|
|
|
| Nothing But the Butch | 1, 2 |
|
London Graffiti and Anti-Porn to San Francisco and Pro-Sex Posener views herself as a "working stiff" who has spent 25 years documenting the world she sees. She earned her name by capturing the voice of a generation expressing outrage in the streets. Her two photography books of articulate, witty graffiti symbolized a time of her own activist coming of age. "I would sometimes go in my car, cruise the streets up and down with my camera... It was appearing everywhere. Graffiti was this wonderful explosion of a voice given to people who didn't have a voice in politics at that time." Today, seeing graffiti on small businesses or a library upsets her. "I don't want to say, 'We were right in those days and they're wrong today,' because the political arena has shifted. I felt completely justified 15, 20 years ago in what I did. But the graffiti I see now doesn't have the same potency, except for AIDS graffiti. AIDS has a voice, but not in politics, so it becomes an arresting message." She believed in the graffiti she supported, which was against advertisers, against corporate culture, against the defense industry, against major pillars of the patriarchy. "I could defend that. It wasn't just private property, it's public domain." Looking back now, some of her pictures disturb her. The politics contained in them are harsh. "I think of the stencils saying, 'Dead Men Don't Rape.' To see it written like that and know that I promoted that idea as a possible viable solution sort of scares me. I don't pull back from my feminism, but I am old enough now to see the results of it; a feminism without compromise, a feminism without compassion." Posener reflects, "Feminism has been so discredited that it's always healthy to remember that what we believed in was fundamental: a woman's right to choose, equal pay for equal work; equal opportunity under the law, in terms of education and work opportunities; a woman's right to not be in an abusive or rape situation, a woman's right to have the same laws apply to her in her marriage or whatever else. But we can't assume that, we couldn't assume it then and we can't assume it now."

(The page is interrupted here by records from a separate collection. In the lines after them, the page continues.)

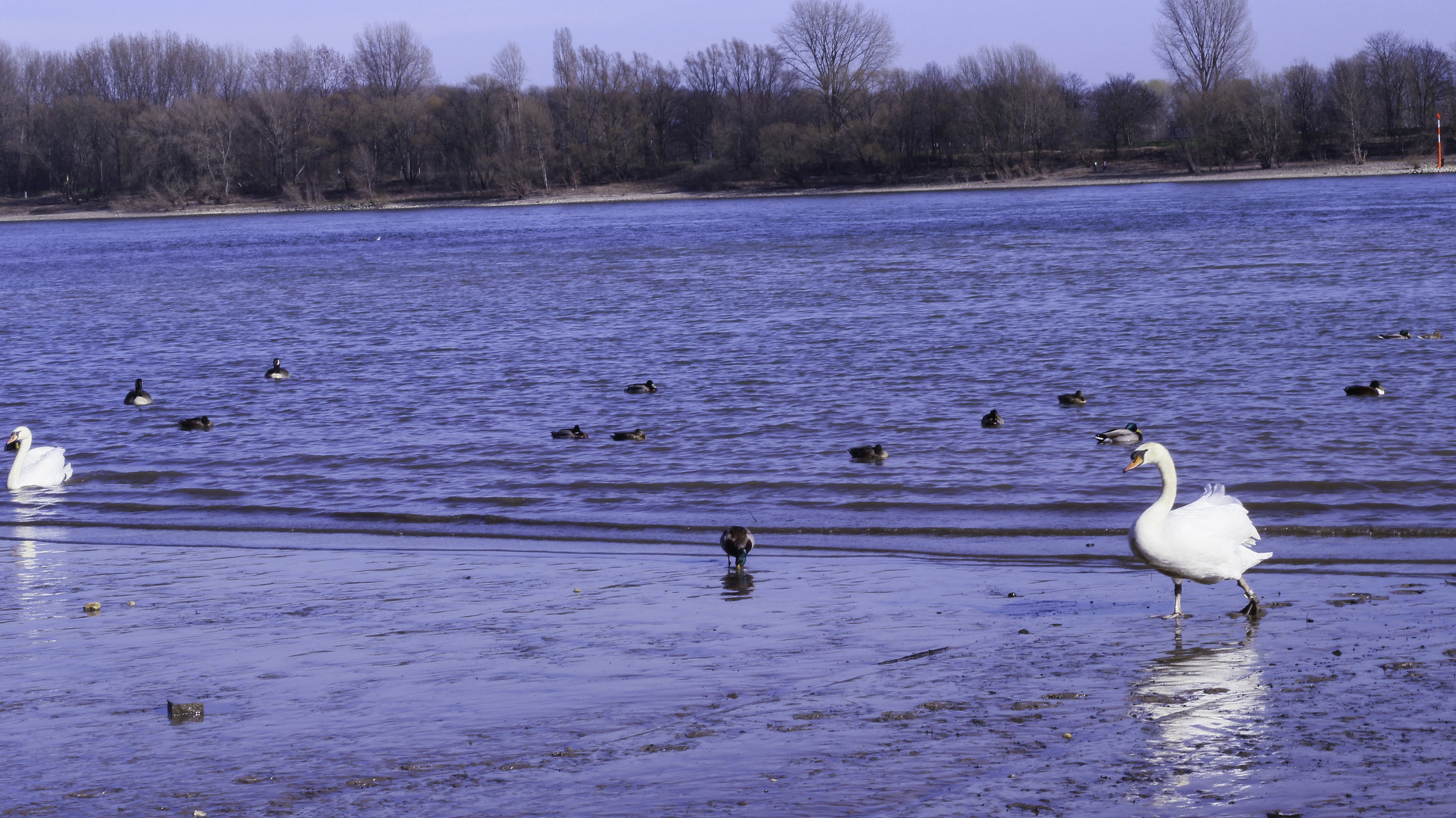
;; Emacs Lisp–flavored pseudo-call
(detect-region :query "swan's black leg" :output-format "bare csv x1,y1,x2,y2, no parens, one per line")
1239,576,1264,617
1163,576,1182,619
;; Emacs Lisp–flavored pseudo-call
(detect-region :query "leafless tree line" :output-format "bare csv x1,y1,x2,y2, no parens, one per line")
0,0,1453,205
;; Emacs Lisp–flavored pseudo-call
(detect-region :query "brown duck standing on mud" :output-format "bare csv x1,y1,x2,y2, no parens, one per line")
718,526,753,570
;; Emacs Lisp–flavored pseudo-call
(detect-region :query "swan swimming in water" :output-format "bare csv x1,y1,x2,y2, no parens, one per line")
5,426,71,489
1123,442,1274,619
121,379,151,406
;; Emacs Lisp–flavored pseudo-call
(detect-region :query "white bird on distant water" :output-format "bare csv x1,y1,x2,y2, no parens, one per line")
1123,442,1274,619
5,426,71,489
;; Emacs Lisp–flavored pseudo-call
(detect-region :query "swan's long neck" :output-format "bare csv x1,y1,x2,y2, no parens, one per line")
1146,458,1178,517
5,437,30,489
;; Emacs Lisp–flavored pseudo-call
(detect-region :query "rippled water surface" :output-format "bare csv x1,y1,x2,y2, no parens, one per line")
0,176,1456,556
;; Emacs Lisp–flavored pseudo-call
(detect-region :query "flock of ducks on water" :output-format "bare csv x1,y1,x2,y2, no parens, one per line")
5,358,288,489
5,329,1442,619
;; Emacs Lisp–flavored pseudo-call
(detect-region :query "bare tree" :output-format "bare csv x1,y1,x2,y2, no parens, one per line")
1153,0,1254,95
775,0,899,136
1090,74,1163,156
354,22,438,98
1361,30,1411,137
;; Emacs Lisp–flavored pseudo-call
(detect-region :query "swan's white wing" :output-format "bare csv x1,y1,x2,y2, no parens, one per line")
1163,483,1273,576
20,445,71,486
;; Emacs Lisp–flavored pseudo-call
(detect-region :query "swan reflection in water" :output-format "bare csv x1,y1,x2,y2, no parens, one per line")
1133,620,1268,809
722,570,753,601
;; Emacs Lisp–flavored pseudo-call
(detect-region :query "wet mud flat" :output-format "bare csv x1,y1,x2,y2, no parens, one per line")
0,530,1456,818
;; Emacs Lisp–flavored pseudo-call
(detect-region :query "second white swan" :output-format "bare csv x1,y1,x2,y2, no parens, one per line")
5,426,71,489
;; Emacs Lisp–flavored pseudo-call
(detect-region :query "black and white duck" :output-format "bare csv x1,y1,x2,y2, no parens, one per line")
718,526,753,570
121,379,151,406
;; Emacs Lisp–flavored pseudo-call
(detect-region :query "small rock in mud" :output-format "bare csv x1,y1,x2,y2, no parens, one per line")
167,701,202,716
1137,693,1186,704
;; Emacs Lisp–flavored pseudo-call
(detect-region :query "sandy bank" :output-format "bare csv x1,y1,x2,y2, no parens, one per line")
0,160,1451,221
0,527,1456,816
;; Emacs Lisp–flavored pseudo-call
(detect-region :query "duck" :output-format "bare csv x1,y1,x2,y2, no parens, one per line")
1123,442,1274,619
121,379,151,406
718,526,753,572
5,426,71,489
1096,423,1143,442
1345,380,1385,396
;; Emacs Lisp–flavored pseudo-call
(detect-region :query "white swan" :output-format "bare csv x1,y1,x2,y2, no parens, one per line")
1123,442,1274,619
5,426,71,489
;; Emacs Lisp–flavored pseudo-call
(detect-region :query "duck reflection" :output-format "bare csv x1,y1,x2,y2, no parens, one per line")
722,570,753,601
1133,619,1268,809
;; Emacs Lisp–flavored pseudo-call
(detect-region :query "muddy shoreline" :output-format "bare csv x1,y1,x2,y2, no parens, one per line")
0,526,1456,816
0,158,1450,223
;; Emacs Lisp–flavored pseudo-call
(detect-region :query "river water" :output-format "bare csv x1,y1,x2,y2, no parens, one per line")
0,176,1456,559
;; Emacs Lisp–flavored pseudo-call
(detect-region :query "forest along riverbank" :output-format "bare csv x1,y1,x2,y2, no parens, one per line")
0,527,1456,816
0,158,1433,221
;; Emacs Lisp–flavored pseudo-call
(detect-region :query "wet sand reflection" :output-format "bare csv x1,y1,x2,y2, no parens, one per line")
1133,622,1270,808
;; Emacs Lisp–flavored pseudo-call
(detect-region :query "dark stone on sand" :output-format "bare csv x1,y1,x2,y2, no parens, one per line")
167,700,202,716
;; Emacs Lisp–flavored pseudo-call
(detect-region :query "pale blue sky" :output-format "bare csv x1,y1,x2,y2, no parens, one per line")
0,0,1456,84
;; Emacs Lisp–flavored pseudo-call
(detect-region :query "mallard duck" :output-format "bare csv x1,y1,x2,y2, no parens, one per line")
718,526,753,570
121,379,151,406
5,426,71,489
1096,423,1143,442
1123,442,1274,619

Britain was in the middle of the Thatcher era. Section 27, the anti-gay and lesbian ordinance, had just passed. "I felt demoralized by a proscriptive feminism. The debate around S/M had begun, the so-called 'sex wars'. I didn't take a pro or anti position. I had begun to feel it was a matter of choice." Posener decided to make a change, to move from Britain to the US, and is glad of it when she thinks of some people she knows in Britain who are still rooted in the 70s culture, which was the era in which they had all come out, and become politically active. "The second wave of feminism which began in the late 60s and built its stride in the 70s - is something I'm still enormously proud of. I'm not proud of rejecting men as we sometimes did. That cost me personally." San Francisco was a revelation. She came here in '86 and met Susie Bright and Honey Lee Cottrell. "It was very liberating, almost like a second coming-out. When I came here, horrible battles were taking place in Britain around sexual ideology. I had begun to change my position around issues like porn. My head was really turned around by some of the sexual libertarians I met here. I did what I could to stay." Posener is now a permanent resident. That's when the erotic photography began. "I began to photograph a new community for myself, a new set of people that I had never seen before, a new set of ideas that I'd never thought of before." 1987 to 1992 was a period of high activity for her erotic photography. "For me it was on a continuum of what I'd always done before. It was simply an extension of women taking control of their own lives and expressing desires in a way that was most appropriate for them. It didn't seem any different to me than the radicals of the 70s I'd known, whose very existence as lesbians was considered to be the highest insult to the society they lived in." "Now women were taking it further and were saying, not only do women have the right to be lesbians, but we have the right to express ourselves in ways that traditionally, women were not supposed to express. We were sexual beings, and we were going to talk about it. It wasn't just a question of falling in love with the first woman that kissed you. We always said back then that this was not about sexuality, this was about love, about resisting the patriarchy, and we made a conscious choice to love women. That above all, is the greatest signifier of lesbianism. That is what it is all about."